Pascal Besnard continue de contextualiser ce secteur qu’il côtoie depuis sa thèse, en 1991. « Il y a une course mondiale sur la photonique. C’est un secteur qui gagne 5 % de chiffre d’affaires chaque année. Pourtant en France, les entreprises dans le domaine de la photonique font majoritairement moins de 50 salariés et ont moins de dix ans. »

Crédits photos : Alexis Chézière

Un partage de connaissances

Et l’Espace ? Quel rapport entre un laboratoire spécialisé dans la photonique, et plus précisément les transmissions optiques, et les satellites ? Pour comprendre, il faut d’abord s’attarder sur l’entreprise Syrlinks. Elle fabrique des équipements de radiocommunication pour les satellites de petites tailles, des « cubesat » ou « nanosatellites ». Des objets de moins d’un décimètre cube qui sont envoyés en escadrille en orbite terrestre basse, juste au-dessus de la Station spatiale internationale.

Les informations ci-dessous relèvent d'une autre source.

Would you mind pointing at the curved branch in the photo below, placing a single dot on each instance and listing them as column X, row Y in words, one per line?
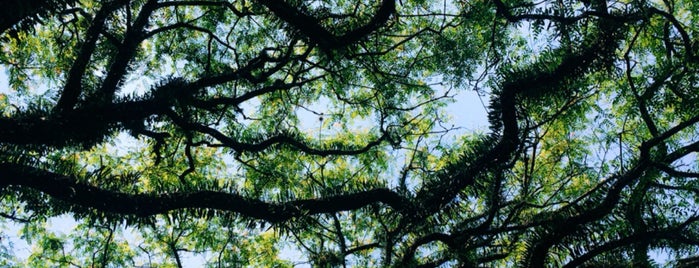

Pour fabriquer ces équipements, Syrlinks a une expertise en électronique rapide, adaptée aux contraintes du spatial. Mais cela ne suffira peut-être pas demain et, avec un partenariat et le financement à 100 % d’une thèse au sein de l’Institut, Syrlinks déploie des moyens pour accueillir une nouvelle technologie. Au final, l’entreprise a trois objectifs pour la photonique : améliorer les débits d’information sur le satellite, communiquer par onde lumineuse entre appareils de la même escadrille et faire le lien entre les satellites et la Terre.

Au laboratoire aussi, il faut s’adapter. Ce travail spatial n’est pas commun pour les chercheurs de l’Institut Foton. « Il y a de nombreuses contraintes », indique Pascal Besnard. « Le poids, le respect des conditions spatiales, les contraintes de puissance… Cela demande de l’originalité. » Comme si Mac Gyver cherchait à trouver une solution à partir d’objets inhabituels ? « Je dirais plutôt que Syrlinks et nous, nous sommes comme deux brigades de cuisines, l’une de cuisine japonaise et l’autre de cuisine française, qui se rencontrent et préparent un plat ensemble. Chacun connaît ses recettes et sait ce qui est possible de faire ou de ne pas faire, tout en respectant l’expertise de l’autre. La discussion permet de trouver le meilleur compromis. » L’ambiance silencieuse du laboratoire est loin du coup de feu d’un restaurant mais, une fois le projet commun terminé, il est vrai que chaque participant repart avec des connaissances en plus. Un regard neuf qui permettra au laboratoire d’accompagner davantage de projets spatiaux et à l’entreprise de valider une nouvelle expertise en photonique.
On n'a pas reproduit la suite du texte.